* Associate Professor of Sociology at Brooklyn College
* Passionate hater of organized religion and its practitioners
* Characterizes America as a “fascist state”
Timothy Shortell is an Associate Professor of Sociology at Brooklyn College. He earned a B.S. degree in Psychology from Washington State University in 1987, and a Ph.D. in Social Psychology from Boston College in 1993.
Despite having published only one peer-reviewed article (and no books) since joining the Brooklyn College faculty in 1998, the school’s Sociology Department elected Shortell in May 2005 to a three-year term as its new Chairman. His election became a news item when it was discovered that he had written an article referring to religious people as “moral retards” and was on record describing senior members of the Bush Administration as “Nazis.” When apprised through press reports of Shortell’s views, the administrative leaders of the City University of New York system (CUNY), of which Brooklyn College is a part, sprang into action. The President of Brooklyn College rescinded Shortell’s chairmanship.
Shortell has publicly characterized organized religion as a portal to dangerous and contemptible extremism. “[R]eligion without fanaticism is a logical impossibility,” he writes. “Anyone whose mind is trapped inside such a mental prison will be susceptible to extreme forms of hatred and violence. Faith is, by its very nature, obsessive-compulsive. All religions foment their own kind of holy war. (Those whose devotion is moderate are only cowardly fanatics.) … Faith is, therefore, a child-like rationality.”

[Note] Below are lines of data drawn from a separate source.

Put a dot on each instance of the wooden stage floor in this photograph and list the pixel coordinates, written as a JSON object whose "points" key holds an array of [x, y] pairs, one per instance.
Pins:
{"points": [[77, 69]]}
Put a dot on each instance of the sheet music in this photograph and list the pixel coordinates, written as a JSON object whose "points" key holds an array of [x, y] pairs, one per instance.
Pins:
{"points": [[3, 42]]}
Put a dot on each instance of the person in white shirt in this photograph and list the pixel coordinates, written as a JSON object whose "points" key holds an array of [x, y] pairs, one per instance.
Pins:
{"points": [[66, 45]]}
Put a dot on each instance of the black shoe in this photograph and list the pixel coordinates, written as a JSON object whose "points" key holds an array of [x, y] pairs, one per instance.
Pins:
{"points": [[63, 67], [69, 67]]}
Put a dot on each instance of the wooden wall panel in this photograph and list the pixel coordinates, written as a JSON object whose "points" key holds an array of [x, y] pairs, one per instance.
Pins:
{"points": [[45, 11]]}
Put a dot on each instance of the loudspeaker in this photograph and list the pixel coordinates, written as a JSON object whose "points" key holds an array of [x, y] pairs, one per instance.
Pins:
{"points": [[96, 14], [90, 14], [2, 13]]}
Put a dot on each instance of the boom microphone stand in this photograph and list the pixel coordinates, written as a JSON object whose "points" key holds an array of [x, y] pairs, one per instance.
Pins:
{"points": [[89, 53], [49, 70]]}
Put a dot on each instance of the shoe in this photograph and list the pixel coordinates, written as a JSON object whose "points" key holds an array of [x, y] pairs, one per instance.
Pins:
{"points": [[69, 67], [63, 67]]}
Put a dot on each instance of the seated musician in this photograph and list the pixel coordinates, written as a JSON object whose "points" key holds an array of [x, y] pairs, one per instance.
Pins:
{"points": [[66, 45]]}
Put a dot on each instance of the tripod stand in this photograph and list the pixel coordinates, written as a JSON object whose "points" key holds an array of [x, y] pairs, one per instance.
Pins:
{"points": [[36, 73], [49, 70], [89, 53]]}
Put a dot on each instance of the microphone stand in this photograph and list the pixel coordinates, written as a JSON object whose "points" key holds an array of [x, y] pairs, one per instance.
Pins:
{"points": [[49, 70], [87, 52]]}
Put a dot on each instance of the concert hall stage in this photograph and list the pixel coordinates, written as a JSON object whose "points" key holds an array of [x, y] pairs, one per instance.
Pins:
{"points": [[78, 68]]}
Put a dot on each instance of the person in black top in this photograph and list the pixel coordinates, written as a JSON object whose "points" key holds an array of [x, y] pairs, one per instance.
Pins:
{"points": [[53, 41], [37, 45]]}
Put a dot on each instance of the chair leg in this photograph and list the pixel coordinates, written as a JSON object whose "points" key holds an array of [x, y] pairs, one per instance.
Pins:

Expanding on this theme, Shortell deems religious people intellectually “incapable of moral action, just as children are.” “To be moral,” he explains, “requires that one accept full responsibility for one’s self. Morality is based on scientific rationality. … Faith, like superstition, prevents moral action. Those who fail to understand how the world works — who, in place of an understanding of the interaction between self and milieu, see only the saved and the damned, demons and angels, miracles and curses — will be incapable of informed choice. They will be unable to take responsibility for their actions because they lack intellectual and emotional maturity.”
As noted above, Shortell has described people of faith as “moral retards” who “discriminate, exclude and belittle.” “They make a virtue of closed-mindedness and virulent ignorance,” he adds. “They are an ugly, violent lot.” He contends that “humanity would be better off without religion,” which he depicts as “sanctimonious nonsense.”
Shortell gives no indication that he considers contemporary Islamic fundamentalism to be of any special concern. Rather, he focuses his ire most specifically on Christian fundamentalism. “American Christians,” he says, “like to think that religious violence is a problem only for other faiths. In the heart of every Christian, though, is a tiny voice preaching self-righteousness, paranoia and hatred. Christians claim that theirs is a faith based on love, but they’ll just as soon kill you.”
Along with religion, Shortell names capitalism as an equally reprehensible phenomenon that similarly obliterates personal freedom and self-determination. “Weakness,” he writes, “is demanded of us by religion and consumer capitalism.”
Shortell detests President George W. Bush, dubbing him America’s “war-criminal-in-chief.” “Someone really ought to do a comparative study of this administration and the propaganda techniques of Nazi Germany,” Shortell writes. “Karl Rove [the Republican political strategist] owes a lot to Joseph Goebbels [Hitler’s Minister of Propaganda].”
Shortell considers the United States an aggressive, oppressive nation that is content to sacrifice untold numbers of innocent lives as it lustfully pursues its quest for empire and dominion. “Just as any fascist state,” he writes, “the megalomania of the ruling elite is paid for in working class blood.”
Shortell penned a poem, titled “Brownshirts,” which portrays the American people as docile sheep who meekly permit themselves to be deceived and corrupted by their devious conservative overlords. It reads, in part, as follows:
I have seen the next generation
of brownshirts.
They are aroused by the smell
of blood in the air
intoxicated by the power of intimidation.
Old fascists lead them around by the noses
feeding them worms and lies.
Shortell candidly transmits his negative assessment of American culture and policy to his students at Brooklyn College. In the course description for his class “People, Power & Politics,” Shortell states that among the chief topics to be addressed during the semester are “the nature of inequality” and “the persistence of racism in the United States.” The planted axiom from which Shortell’s instruction stems is that the United States is a nation rife with inequity whose root cause is an intractable, irredeemable brand of racism.
In Shortell’s view, his role as an educator requires that he go beyond the mere presentation of facts, and that he actually promote his political and ideological worldview in the classroom. Consistent with this perspective is his unwavering support for Brooklyn College’s chief academic officer Roberta Matthews, whose motto is: “teaching is a political act.”